Pasal 26 ayat (2) UU 6/2014 menyatakan dalam melaksanakan tugas Kepala Desa diberi wewenang untuk; Memimpin penyelenggaraan pemerintahan desa.
Akan tetapi di Nagori Bah Jambi 3, Kecamatan Tanah Jawa, Kabupaten Simalungun, kepemimpinan Pangulu Nagori ( Kepala desa) dipertanyakan oleh elemen masyarakat. Dimana, Rusman Nainggolan selalu Pangulu Nagori saat ditemui dikantornya tidak berada ditempat. Bahkan ketika dikonfirmasi melalui telepon seluler dan pesan singkat WhatsApp tidak mendapat tanggapan.

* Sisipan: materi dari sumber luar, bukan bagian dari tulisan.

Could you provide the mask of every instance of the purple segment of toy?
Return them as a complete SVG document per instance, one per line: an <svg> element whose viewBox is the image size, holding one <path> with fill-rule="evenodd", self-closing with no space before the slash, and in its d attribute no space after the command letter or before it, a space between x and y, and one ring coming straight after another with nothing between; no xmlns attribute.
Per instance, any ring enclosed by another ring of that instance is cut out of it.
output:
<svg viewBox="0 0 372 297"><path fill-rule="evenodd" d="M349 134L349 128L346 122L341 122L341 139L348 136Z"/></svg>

Ironisnya, Perangkat Nagori seperti Sekretaris Desa dan Kaur keuangan sepertinya meniru gaya kepemimpinan Pangulu Nagori, yang juga ‘ Kompak ‘ tidak masuk kantor pada saat jam kerja. Alih-alih, alasan rapat keluar kantor, tapi pada akhirnya tidak masuk kantor lagi.
Kondisi tersebut diatas mendapat sorotan tajam dari pegiat sosial kontrol SM Sihombing yang ditemui di kantor Pangulu Nagori Bah Jambi 3, Rabu, ( 23/7/2025).